ResNet（Residual Network）由何恺明等人于2015年提出（论文《Deep Residual Learning for Image Recognition》），是深度学习领域里程碑式的论文。其核心思想是残差连接，解决了训练极深神经网络时遇到的退化问题。

这是ResNet论文的地址：Deep Residual Learning for Image Recognition

一、论文核心总结

1. 核心问题：退化问题

   • 传统的深度神经网络（如VGG）随着层数的增加（例如超过20层），在训练集和测试集上的性能反而会下降。
   • 这不是由过拟合引起的（因为训练误差也升高了），也不是由梯度消失/爆炸引起的（通过BN层等技术基本解决了）。
   • 这表明更深层的网络更难优化，简单地堆叠更多层并不能自动带来性能提升。

2. 核心解决方案：残差学习

   • 不再让网络层直接学习目标函数 H(x)，而是学习残差函数 F(x) = H(x) - x。
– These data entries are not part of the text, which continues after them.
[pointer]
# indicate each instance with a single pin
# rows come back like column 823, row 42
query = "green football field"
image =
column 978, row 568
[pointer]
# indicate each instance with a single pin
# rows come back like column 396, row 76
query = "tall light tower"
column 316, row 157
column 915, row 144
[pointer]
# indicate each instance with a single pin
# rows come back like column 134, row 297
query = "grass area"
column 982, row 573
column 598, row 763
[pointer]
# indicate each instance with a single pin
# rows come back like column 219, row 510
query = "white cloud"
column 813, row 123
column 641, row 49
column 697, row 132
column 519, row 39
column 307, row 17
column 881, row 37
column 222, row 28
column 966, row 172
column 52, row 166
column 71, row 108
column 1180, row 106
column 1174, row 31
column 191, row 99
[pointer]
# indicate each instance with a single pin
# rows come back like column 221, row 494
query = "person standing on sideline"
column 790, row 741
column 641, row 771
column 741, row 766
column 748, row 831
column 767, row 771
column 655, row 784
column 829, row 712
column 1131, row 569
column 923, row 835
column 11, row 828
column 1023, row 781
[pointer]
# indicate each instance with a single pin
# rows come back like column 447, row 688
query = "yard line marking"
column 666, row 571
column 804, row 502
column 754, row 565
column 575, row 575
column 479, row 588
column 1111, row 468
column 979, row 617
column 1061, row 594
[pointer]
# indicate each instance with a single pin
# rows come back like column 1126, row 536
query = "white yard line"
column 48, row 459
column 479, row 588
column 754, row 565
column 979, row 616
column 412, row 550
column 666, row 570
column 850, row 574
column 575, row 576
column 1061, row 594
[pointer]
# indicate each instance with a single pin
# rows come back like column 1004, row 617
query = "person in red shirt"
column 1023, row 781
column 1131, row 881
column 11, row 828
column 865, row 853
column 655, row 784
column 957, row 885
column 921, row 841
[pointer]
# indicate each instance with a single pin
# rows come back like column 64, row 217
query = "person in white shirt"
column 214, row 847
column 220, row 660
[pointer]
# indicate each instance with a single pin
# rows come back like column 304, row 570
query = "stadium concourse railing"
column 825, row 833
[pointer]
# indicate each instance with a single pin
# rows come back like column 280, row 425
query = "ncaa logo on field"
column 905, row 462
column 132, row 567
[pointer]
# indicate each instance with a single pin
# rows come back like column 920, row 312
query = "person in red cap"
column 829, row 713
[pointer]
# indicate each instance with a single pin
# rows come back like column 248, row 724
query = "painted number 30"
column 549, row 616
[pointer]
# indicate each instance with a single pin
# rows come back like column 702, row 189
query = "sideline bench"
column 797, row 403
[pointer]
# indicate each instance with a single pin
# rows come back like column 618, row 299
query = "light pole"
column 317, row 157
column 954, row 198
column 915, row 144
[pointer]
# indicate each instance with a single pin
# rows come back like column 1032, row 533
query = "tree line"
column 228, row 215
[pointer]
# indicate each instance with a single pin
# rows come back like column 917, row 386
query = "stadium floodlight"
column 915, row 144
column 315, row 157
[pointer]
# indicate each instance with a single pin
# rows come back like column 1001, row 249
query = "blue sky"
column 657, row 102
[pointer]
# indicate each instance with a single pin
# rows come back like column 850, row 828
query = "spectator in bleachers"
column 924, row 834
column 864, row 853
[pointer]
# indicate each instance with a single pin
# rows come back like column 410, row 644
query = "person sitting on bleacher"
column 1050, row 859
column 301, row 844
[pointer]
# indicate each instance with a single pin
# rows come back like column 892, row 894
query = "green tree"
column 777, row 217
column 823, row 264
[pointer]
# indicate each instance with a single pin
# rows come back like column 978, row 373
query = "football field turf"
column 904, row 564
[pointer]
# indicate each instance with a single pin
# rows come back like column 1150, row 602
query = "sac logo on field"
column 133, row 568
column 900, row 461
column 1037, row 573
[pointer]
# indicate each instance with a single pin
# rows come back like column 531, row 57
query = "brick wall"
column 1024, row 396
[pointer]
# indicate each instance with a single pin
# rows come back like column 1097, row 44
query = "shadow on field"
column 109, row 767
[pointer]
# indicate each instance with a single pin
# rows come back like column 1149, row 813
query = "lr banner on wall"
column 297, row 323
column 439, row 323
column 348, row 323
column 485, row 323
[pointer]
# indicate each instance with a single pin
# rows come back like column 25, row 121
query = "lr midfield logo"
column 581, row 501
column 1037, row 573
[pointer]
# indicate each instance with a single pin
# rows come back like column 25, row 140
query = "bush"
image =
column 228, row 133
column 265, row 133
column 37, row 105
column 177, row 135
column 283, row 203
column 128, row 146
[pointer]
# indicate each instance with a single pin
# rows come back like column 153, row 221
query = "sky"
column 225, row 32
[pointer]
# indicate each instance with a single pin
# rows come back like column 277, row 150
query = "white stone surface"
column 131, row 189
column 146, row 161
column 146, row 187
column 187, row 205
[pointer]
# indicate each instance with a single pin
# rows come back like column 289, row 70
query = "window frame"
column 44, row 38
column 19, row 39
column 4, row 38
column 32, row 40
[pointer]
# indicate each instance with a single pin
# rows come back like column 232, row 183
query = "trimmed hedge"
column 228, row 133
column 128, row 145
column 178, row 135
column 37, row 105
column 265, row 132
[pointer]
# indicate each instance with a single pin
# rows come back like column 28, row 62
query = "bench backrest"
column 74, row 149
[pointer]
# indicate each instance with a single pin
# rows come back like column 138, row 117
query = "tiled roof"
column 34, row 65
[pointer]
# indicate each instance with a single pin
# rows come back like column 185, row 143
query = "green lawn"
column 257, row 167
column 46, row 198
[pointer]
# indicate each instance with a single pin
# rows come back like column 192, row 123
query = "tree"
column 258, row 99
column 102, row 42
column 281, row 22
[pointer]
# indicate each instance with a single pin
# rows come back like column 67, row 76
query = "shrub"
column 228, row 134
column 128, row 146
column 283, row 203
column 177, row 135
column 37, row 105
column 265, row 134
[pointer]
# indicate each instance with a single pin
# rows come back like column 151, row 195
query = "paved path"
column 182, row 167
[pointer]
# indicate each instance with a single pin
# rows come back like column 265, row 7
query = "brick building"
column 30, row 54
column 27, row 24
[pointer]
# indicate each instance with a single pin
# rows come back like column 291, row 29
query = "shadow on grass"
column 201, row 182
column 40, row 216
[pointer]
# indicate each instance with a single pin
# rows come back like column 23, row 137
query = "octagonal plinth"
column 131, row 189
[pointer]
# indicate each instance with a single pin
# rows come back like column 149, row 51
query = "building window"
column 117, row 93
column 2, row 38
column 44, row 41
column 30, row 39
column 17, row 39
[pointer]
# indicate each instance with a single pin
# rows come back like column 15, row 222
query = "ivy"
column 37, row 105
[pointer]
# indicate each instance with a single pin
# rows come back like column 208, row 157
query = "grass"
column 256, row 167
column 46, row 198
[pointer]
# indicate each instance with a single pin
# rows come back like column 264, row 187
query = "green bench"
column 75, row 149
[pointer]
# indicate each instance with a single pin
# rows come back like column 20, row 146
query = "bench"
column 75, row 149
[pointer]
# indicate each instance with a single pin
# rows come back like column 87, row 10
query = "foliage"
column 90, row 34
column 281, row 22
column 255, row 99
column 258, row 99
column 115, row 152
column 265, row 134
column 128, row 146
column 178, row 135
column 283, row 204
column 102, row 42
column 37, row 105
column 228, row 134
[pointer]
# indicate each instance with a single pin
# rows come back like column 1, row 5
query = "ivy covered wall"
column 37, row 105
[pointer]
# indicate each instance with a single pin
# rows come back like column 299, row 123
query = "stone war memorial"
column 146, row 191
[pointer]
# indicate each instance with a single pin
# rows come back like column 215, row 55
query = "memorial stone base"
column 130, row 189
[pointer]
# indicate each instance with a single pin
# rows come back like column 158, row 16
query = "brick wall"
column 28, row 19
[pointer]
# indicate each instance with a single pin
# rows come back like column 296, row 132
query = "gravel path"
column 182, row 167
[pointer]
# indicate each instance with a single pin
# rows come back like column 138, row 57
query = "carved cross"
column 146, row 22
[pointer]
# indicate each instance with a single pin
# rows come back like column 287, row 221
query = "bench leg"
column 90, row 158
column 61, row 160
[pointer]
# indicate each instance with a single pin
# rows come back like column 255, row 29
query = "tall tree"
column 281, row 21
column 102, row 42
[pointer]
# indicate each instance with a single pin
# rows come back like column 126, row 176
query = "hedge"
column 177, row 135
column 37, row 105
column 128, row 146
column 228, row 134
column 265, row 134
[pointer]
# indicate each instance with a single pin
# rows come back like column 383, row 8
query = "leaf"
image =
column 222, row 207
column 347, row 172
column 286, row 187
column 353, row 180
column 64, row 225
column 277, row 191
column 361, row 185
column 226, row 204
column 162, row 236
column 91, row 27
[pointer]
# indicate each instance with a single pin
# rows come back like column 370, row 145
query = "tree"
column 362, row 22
   • 目标函数因此变为 H(x) = F(x) + x。

   • 关键结构：残差块：

     • 输入 x 直接通过一个“快捷连接”传递到输出附近。
     • 堆叠的几层非线性层学习残差映射 F(x)。
     • 块的输出是 F(x) + x。

     

     # 伪代码表示核心残差块
     def ResidualBlock(x):
         identity = x  # 保存原始输入 (快捷连接)
         out = Conv2D(x)  # 一些卷积层、BN层、激活函数等
         out = ReLU(BN(Conv2D(out)))
         out = ...       # 可能有多层
         out = out + identity  # 核心操作：残差连接 (F(x) + x)
         out = ReLU(out)       # 最后的激活函数
         return out

3. 残差学习的优势

   • 解决退化问题： 如果恒等映射 x 是最优的（即更深层什么也不做最好），学习 F(x) = 0 比学习 F(x) = x 要容易得多。残差块可以轻松地学习到恒等映射（将权重推向0即可），避免了性能下降。
   • 缓解梯度消失： 梯度可以通过快捷连接几乎无损地直接回传到更浅的层，极大地改善了反向传播的效率，使训练数百甚至上千层的网络成为可能。
   • 提高优化效率： 残差函数通常是小幅度的扰动，相对于学习完整的映射更容易优化。
   • 促进信息流动： 快捷连接提供了信息传递的高速公路。

4. 关键技术点

   • 快捷连接： 核心是恒等映射 (y = x + F(x))。当输入输出维度不匹配时（例如下采样时），论文采用：
     • 在 F(x) 路径上用步长为2的卷积进行下采样。
     • 在快捷连接上用步长为2的1x1卷积进行下采样和通道数调整（projection shortcut）。
   • 瓶颈设计： 为了降低计算复杂度，在深层网络中使用了“瓶颈”残差块（1x1 Conv 降维 -> 3x3 Conv -> 1x1 Conv 升维）。这大大减少了参数数量和计算量。
   • 后激活： 原始论文中，残差块内采用“后激活”模式（Conv -> BN -> ReLU），最后的相加操作后还有一个ReLU。

5. 主要贡献与影响

   • 彻底解决了深度网络的退化问题： 成功训练了高达152层（ImageNet）甚至1000层（CIFAR-10）的网络。
   • 显著提升性能： 在ImageNet分类、COCO目标检测等多项计算机视觉基准任务上取得了当时最优结果。ResNet-152在ImageNet top-5错误率降至3.57%，首次超越人类水平（约5%）。
   • 成为基础架构： ResNet及其变种（如ResNeXt, Wide ResNet, ResNet in ResNet, DenseNet等）成为计算机视觉乃至其他深度学习领域最广泛使用和构建的基础网络架构之一。
   • 启发性强： “残差学习”的思想被广泛应用到各种网络结构（如Transformer中的残差连接）和任务中。

一句话总结核心：
ResNet 通过引入残差块（输出 = F(x) + x），利用快捷连接让网络层专注于学习输入与期望输出之间的残差F(x)，而非完整的映射，有效解决了极深神经网络的退化问题，使训练成百上千层的网络成为可能，并大幅提升了模型性能。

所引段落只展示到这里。